Influence of a magnetic field on the precipitation behaviour of nano-scale cobalt particles in a copper matrix

The influence of a magnetic field on the microstructural evolution of nano-scale cobalt particles precipitated in a Cu–Co alloy during annealing at 973 K has been investigated using transmission electron microscopy (TEM). TEM observations revealed that an external field of ∼0.9 T accelerated precipitation and that the coherent–incoherent transition consequently occurred at an earlier time. The presence of the field, however, resulted in no significant change in the shape of the individual particles. A two-dimensional Monte Carlo simulation with the Ising spin model was also carried out to investigate the influence of an external magnetic field on the precipitation behaviour.
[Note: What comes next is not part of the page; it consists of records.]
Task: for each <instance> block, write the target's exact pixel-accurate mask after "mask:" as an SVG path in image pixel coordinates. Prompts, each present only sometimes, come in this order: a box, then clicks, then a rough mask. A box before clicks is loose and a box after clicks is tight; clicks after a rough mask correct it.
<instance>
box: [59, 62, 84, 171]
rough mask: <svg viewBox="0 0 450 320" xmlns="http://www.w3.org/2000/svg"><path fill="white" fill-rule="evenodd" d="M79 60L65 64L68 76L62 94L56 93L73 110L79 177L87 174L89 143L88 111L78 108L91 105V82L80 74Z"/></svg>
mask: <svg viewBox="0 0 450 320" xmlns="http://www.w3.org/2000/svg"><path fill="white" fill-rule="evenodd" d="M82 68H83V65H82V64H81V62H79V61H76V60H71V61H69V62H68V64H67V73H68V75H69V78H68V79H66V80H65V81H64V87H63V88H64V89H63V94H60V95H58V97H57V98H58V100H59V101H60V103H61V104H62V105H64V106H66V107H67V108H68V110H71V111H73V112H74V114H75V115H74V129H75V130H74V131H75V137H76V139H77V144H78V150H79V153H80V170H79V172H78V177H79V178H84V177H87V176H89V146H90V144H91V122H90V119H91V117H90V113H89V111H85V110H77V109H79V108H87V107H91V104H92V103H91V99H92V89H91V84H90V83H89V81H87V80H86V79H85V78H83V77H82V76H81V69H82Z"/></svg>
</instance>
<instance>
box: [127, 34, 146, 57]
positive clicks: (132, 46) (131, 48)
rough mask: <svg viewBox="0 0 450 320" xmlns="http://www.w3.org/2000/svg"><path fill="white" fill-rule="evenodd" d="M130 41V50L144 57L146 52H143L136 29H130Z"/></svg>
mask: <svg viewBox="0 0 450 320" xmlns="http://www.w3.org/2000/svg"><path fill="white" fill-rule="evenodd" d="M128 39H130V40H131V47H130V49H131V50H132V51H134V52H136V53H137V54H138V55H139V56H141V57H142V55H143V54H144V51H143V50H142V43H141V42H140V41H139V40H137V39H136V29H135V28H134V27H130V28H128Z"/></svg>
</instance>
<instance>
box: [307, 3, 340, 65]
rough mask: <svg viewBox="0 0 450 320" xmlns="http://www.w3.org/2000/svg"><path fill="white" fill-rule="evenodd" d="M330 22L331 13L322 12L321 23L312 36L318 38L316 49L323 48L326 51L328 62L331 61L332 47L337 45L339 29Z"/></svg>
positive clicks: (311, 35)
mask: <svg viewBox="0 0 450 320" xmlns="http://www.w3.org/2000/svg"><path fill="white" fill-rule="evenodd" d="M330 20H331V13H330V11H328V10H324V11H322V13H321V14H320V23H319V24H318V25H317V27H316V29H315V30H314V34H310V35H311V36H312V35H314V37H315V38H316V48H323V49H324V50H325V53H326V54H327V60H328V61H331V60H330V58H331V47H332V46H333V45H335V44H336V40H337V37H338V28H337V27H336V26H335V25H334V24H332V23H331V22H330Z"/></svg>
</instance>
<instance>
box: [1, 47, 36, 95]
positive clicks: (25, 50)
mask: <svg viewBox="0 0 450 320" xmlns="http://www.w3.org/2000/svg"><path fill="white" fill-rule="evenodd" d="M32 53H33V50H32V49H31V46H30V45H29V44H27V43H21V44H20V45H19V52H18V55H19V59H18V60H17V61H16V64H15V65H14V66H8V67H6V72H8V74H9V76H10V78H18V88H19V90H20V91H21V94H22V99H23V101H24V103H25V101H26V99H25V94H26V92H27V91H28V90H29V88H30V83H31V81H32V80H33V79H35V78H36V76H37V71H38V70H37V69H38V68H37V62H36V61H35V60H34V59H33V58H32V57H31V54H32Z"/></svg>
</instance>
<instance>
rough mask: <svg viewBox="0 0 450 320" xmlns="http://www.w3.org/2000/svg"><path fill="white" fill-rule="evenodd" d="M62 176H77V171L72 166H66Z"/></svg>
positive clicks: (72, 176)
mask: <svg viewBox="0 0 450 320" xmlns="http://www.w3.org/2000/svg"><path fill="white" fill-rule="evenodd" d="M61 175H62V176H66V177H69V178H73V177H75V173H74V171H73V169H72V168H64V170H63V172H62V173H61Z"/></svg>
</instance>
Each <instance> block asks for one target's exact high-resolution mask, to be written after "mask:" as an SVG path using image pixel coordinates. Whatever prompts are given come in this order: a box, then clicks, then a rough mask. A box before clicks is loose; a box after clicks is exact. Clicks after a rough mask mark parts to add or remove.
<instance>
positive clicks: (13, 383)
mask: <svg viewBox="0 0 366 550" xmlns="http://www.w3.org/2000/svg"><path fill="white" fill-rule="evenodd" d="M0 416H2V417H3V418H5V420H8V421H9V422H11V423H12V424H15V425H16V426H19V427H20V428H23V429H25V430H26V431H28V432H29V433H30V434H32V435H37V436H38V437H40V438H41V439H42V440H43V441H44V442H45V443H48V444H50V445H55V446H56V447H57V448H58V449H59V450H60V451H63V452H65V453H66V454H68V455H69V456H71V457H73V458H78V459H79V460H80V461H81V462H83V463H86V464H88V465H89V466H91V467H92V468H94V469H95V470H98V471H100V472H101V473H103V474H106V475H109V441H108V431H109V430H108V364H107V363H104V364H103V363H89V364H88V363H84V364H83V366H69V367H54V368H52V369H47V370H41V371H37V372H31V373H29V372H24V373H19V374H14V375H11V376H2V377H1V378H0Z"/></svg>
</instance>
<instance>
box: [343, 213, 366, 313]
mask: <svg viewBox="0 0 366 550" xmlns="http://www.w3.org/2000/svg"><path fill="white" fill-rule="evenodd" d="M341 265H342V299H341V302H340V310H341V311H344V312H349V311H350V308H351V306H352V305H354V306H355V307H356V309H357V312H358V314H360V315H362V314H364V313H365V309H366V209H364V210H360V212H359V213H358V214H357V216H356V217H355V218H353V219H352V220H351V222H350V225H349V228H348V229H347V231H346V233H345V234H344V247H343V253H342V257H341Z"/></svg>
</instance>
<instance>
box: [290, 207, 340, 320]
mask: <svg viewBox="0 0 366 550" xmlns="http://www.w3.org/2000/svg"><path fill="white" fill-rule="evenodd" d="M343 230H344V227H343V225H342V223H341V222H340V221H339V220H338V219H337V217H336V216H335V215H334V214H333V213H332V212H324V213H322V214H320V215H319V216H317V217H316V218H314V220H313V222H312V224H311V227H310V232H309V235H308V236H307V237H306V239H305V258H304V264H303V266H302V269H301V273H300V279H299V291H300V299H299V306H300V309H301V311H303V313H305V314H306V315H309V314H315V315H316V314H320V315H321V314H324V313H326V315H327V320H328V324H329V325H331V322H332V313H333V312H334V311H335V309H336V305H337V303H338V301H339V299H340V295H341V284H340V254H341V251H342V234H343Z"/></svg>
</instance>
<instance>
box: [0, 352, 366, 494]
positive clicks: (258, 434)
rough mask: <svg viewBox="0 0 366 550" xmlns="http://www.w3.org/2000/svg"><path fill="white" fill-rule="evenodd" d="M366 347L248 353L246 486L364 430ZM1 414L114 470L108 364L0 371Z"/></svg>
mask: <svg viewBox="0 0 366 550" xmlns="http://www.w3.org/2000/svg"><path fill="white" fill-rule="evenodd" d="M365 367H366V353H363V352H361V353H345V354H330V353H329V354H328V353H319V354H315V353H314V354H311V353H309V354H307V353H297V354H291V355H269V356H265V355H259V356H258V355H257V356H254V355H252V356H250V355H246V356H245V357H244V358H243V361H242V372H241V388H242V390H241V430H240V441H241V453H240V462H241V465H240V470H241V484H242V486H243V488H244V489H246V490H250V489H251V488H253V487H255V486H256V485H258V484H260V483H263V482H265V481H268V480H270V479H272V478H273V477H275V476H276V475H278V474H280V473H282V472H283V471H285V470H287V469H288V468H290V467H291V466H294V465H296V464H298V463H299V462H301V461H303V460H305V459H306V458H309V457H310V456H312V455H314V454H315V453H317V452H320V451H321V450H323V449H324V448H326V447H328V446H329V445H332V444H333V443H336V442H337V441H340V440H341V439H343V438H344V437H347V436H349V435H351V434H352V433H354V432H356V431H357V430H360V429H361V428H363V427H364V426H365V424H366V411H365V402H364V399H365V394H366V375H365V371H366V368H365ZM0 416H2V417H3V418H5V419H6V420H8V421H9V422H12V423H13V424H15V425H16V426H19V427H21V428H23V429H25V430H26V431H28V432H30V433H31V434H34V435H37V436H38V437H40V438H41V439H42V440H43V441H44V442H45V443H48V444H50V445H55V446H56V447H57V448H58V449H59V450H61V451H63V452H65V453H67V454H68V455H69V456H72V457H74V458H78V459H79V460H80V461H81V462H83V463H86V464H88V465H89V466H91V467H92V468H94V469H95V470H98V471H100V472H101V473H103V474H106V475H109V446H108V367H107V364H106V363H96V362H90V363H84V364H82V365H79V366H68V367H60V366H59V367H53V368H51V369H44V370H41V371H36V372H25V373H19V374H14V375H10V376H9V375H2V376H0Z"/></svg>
These Monte Carlo simulations take both the chemical and magnetic interactions between solute atoms/clusters in the alloy into account, and successfully reproduced the qualitative features of the precipitation behaviour under a magnetic field seen in the experiments.

► We investigate the influence of external magnetic field on precipitation of ferromagnetic atoms in a Cu–Co alloy.
► TEM observations revealed that the application of the field accelerated the precipitation of the atoms, and consequently coherent–incoherent transition occurred earlier.
► The experimental results are compatible with the Curie temperature of cobalt and also implies that the precipitation behaviour occurred under the influence of magnetic interaction.
► The Monte-Carlo simulation qualitatively envisaged the microstructural evolution, taking both chemical and magnetic interactions into account.